The Ogilvys and the Rowlands had flats in Park Lane. They often met, in
dressing- gowns for breakfasts. Angus Ogilvy was on Lonrho's board, together
with the Honourable Gerald Percy, all paying court to Rowland.
But the idyll did not last: in 1973, the great Lonrho boardroom battle
erupted, over the mounting debts created by Rowland's more grandiose African
schemes.
When Ogilvy resigned from the board, Rowland wrote to him furiously: "I will
crucify you!" The rebels had wanted Percy as the new supremo, but Rowland
won - with the backing of Lonrho's small shareholders.

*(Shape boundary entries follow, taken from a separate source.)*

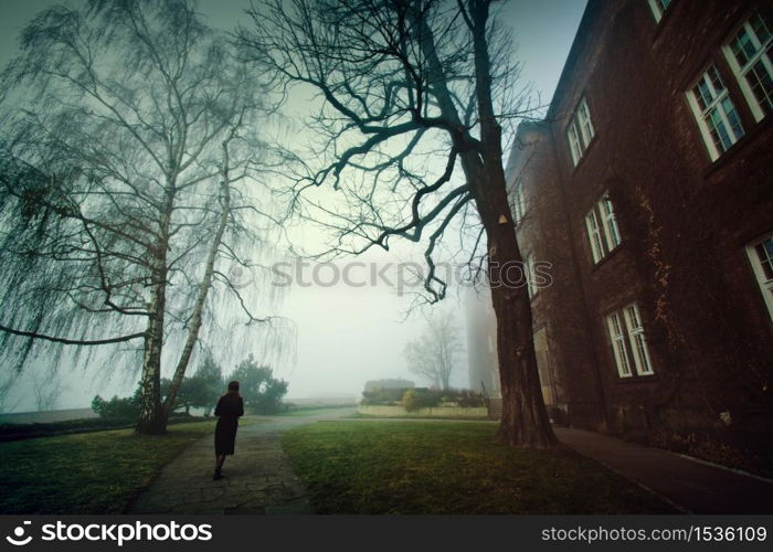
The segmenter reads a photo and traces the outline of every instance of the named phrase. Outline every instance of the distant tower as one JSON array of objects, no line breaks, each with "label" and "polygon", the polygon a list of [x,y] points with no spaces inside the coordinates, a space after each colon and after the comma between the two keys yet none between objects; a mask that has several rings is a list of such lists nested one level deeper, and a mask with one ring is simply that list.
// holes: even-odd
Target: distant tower
[{"label": "distant tower", "polygon": [[469,389],[485,390],[490,397],[499,397],[497,321],[488,288],[469,287],[465,291],[464,304]]}]

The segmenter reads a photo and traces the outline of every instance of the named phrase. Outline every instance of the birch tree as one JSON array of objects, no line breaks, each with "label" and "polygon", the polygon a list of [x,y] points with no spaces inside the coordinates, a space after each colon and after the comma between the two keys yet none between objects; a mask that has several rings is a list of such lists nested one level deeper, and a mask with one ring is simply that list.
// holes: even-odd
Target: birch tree
[{"label": "birch tree", "polygon": [[[318,93],[314,152],[298,155],[299,210],[332,234],[338,253],[425,246],[424,288],[445,297],[436,270],[447,233],[474,217],[485,246],[504,412],[498,438],[549,448],[557,439],[540,392],[522,266],[508,208],[502,125],[530,114],[507,33],[491,0],[263,0],[241,44],[283,86]],[[330,206],[314,189],[340,190]],[[485,240],[483,237],[485,236]],[[473,252],[472,257],[475,257]]]},{"label": "birch tree", "polygon": [[[2,74],[0,346],[136,343],[140,433],[163,433],[210,290],[235,294],[261,209],[245,195],[265,105],[187,0],[54,7]],[[220,264],[219,264],[220,263]],[[165,341],[182,347],[161,402]]]},{"label": "birch tree", "polygon": [[405,344],[407,369],[447,391],[462,352],[459,328],[449,316],[427,317],[425,331]]}]

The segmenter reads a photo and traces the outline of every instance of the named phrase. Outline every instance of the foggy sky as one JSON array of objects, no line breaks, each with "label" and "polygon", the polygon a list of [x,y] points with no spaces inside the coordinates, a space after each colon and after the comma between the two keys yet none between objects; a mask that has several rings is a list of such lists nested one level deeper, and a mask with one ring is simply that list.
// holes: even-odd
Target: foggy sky
[{"label": "foggy sky", "polygon": [[[0,2],[0,64],[4,65],[18,51],[17,36],[23,25],[38,11],[55,3],[61,2]],[[513,55],[525,64],[522,78],[533,82],[543,103],[553,94],[585,3],[585,0],[513,0],[504,8],[502,15],[515,29],[519,45]],[[214,26],[232,29],[237,22],[250,23],[243,11],[248,0],[203,0],[199,6]],[[299,229],[296,235],[313,244],[314,236],[304,232]],[[410,247],[398,247],[396,251],[396,255],[380,252],[356,261],[375,263],[381,267],[385,263],[399,262],[400,255],[411,254]],[[460,301],[455,294],[451,295],[446,308],[453,309],[452,316],[457,317],[464,338]],[[421,317],[413,316],[403,321],[410,302],[410,297],[398,296],[395,288],[383,283],[363,287],[293,287],[280,314],[297,325],[297,362],[295,365],[287,362],[274,367],[279,376],[289,381],[288,399],[359,395],[364,381],[380,378],[407,378],[417,384],[426,384],[407,371],[402,357],[405,343],[423,328]],[[460,362],[452,384],[466,388],[469,385],[466,355],[460,357]],[[190,371],[194,368],[191,367]],[[226,373],[233,369],[223,368]],[[65,375],[67,390],[56,405],[59,408],[87,406],[96,393],[103,396],[128,395],[134,390],[135,382],[130,378],[104,381],[88,370],[81,367],[74,375]],[[17,412],[34,410],[29,391],[32,381],[33,374],[27,374],[15,386],[14,394],[20,396],[14,408]]]}]

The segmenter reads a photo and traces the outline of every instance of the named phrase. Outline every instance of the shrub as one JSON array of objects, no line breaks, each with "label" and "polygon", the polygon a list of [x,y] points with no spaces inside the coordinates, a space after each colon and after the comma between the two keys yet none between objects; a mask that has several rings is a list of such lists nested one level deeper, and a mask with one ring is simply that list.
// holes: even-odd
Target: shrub
[{"label": "shrub", "polygon": [[96,395],[92,401],[92,410],[104,420],[135,422],[139,417],[139,389],[133,396],[119,399],[114,395],[109,401]]},{"label": "shrub", "polygon": [[362,392],[362,404],[399,404],[410,388],[378,388]]},{"label": "shrub", "polygon": [[421,408],[437,406],[441,403],[441,395],[428,389],[409,389],[403,393],[402,403],[407,412],[416,412]]},{"label": "shrub", "polygon": [[402,392],[406,389],[415,388],[416,384],[411,380],[403,380],[402,378],[382,379],[382,380],[369,380],[366,382],[366,392],[378,391],[382,389],[396,389]]}]

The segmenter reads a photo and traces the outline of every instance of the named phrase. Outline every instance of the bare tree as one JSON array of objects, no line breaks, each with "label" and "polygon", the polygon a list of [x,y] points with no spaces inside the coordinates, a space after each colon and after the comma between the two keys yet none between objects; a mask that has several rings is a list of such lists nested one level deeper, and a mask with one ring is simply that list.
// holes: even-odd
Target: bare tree
[{"label": "bare tree", "polygon": [[262,320],[218,262],[250,267],[239,246],[257,243],[265,89],[188,0],[54,7],[21,46],[2,75],[0,346],[21,368],[41,342],[141,340],[137,431],[163,433],[212,286]]},{"label": "bare tree", "polygon": [[462,352],[459,327],[447,314],[431,315],[425,331],[405,344],[407,369],[443,390],[451,388],[451,375]]},{"label": "bare tree", "polygon": [[[335,253],[388,250],[392,238],[423,243],[425,291],[444,298],[435,256],[455,227],[486,235],[497,317],[502,390],[498,438],[513,446],[557,445],[532,342],[502,167],[502,124],[531,113],[516,83],[508,34],[491,0],[264,0],[239,36],[246,55],[284,86],[319,93],[311,121],[318,147],[298,155],[301,215],[333,235]],[[440,158],[440,159],[438,159]],[[459,174],[460,172],[460,174]],[[332,184],[330,206],[314,189]],[[304,195],[299,195],[300,192]],[[513,266],[515,265],[515,266]]]},{"label": "bare tree", "polygon": [[52,411],[65,391],[66,386],[61,374],[35,374],[32,379],[32,394],[35,399],[38,412]]}]

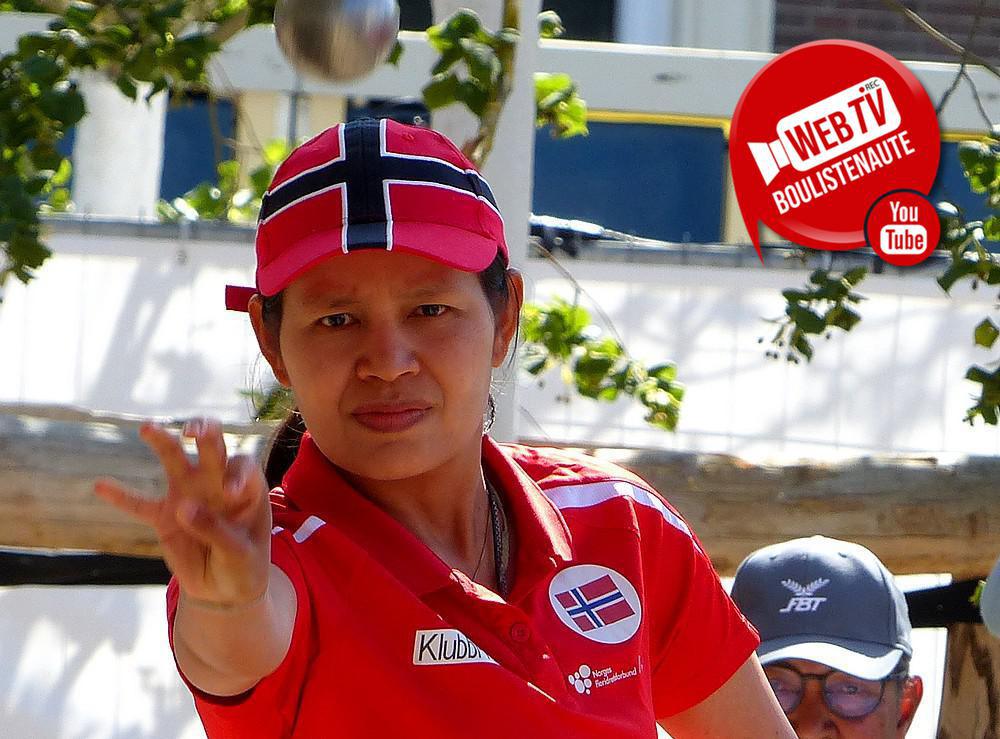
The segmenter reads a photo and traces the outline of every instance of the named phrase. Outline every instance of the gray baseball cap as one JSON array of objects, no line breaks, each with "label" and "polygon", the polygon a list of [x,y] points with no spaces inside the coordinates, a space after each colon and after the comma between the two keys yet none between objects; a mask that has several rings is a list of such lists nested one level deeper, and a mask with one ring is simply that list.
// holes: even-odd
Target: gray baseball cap
[{"label": "gray baseball cap", "polygon": [[860,544],[811,536],[758,549],[732,596],[760,632],[761,664],[807,659],[880,680],[913,654],[906,599]]}]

For Rowland it seemed like a victory, but he was no longer welcome in the
better sort of boardroom. He grew paranoid, surrounded himself with
sycophants, travelled compulsively, showed signs of megalomania, and
launched interminable lawsuits. The profits kept rising, but so did the
debts.
One venture of Rowland's later years was the purchase of The Observer in
1981. He was greeted with hostility, allowed to interfere editorially, and
left the paper even weaker than when he had acquired it.
Although his invective made adversaries cringe, Rowland's behaviour too
impetuous for him ever to have stayed the course as a giant of capitalism.
He was a unique opportunist, whose charisma faded with the years.